You can't enter a cell that is being attacked by a rook. Additionally, you can't move diagonally to an empty cell (but you can beat a rook diagonally).
(So this king moves like a superpawn that beats diagonally in 4 directions and moves horizontally/vertically in 4 directions.)
For each rook, consider replacing it with a king, and find the minimum possible number of moves needed to beat the maximum possible number of rooks.
Constraints
- 2 \leq N \leq 200\,000
- 1 \leq X_i, Y_i \leq 10^6
- X_i \neq X_j
- Y_i \neq Y_j
- All values in input are integers.
Input
Input is given from Standard Input in the following format.
N X_1 Y_1 X_2 Y_2 \vdots X_N Y_N
Output
Print N lines. The i-th line is for scenario of replacing the rook at (X_i, Y_i) with your king. This line should contain one integer: the minimum number of moves to beat M_i rooks where M_i denotes the maximum possible number of beaten rooks in this scenario (in infinite time).
Sample Input 1
6 1 8 6 10 2 7 4 4 9 3 5 1
Sample Output 1
5 0 7 5 0 0
See the drawing below. If we replace rook 3 with a king, we can beat at most two other rooks. The red path is one of optimal sequences of moves: beat rook 1, then keep going down and right until you can beat rook 4. There are 7 steps and that's the third number in the output.

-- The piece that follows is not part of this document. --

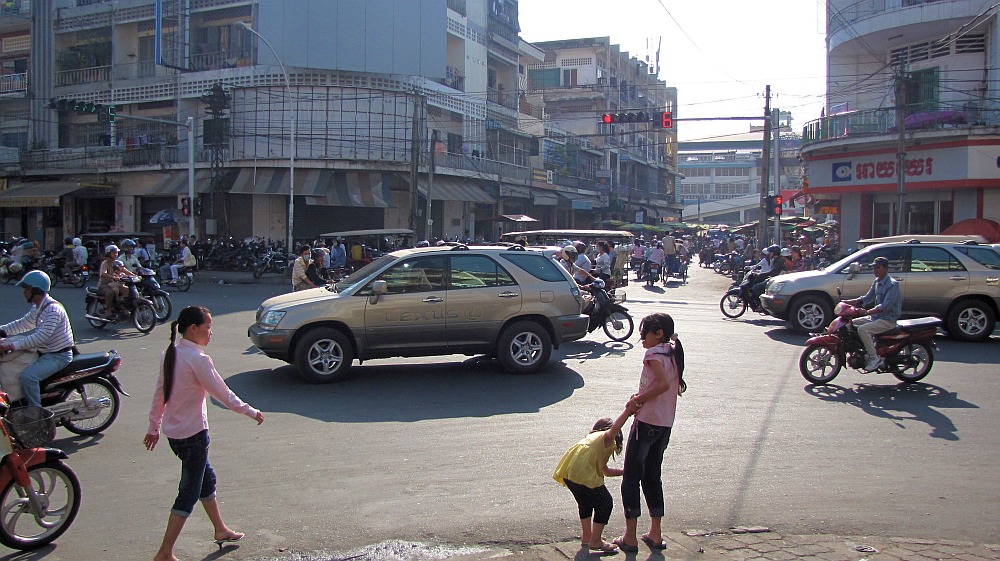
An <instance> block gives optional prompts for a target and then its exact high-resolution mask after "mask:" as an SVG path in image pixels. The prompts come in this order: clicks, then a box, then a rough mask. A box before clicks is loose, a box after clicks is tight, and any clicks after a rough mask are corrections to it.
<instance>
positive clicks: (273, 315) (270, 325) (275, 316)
mask: <svg viewBox="0 0 1000 561" xmlns="http://www.w3.org/2000/svg"><path fill="white" fill-rule="evenodd" d="M283 317H285V312H277V311H274V310H271V311H268V312H265V313H264V315H263V316H261V318H260V321H259V322H258V324H259V325H260V328H261V329H274V328H275V327H278V323H280V322H281V318H283Z"/></svg>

x-coordinate increases from left to right, while y increases bottom to top.
Starting from rook 2, 5 or 6, we can't beat any other rook. The optimal number of moves is 0.
Sample Input 2
5 5 5 100 100 70 20 81 70 800 1
Sample Output 2
985 985 1065 1034 0
Sample Input 3
10 2 5 4 4 13 12 12 13 14 17 17 19 22 22 16 18 19 27 25 26
Sample Output 3
2 2 9 9 3 3 24 5 0 25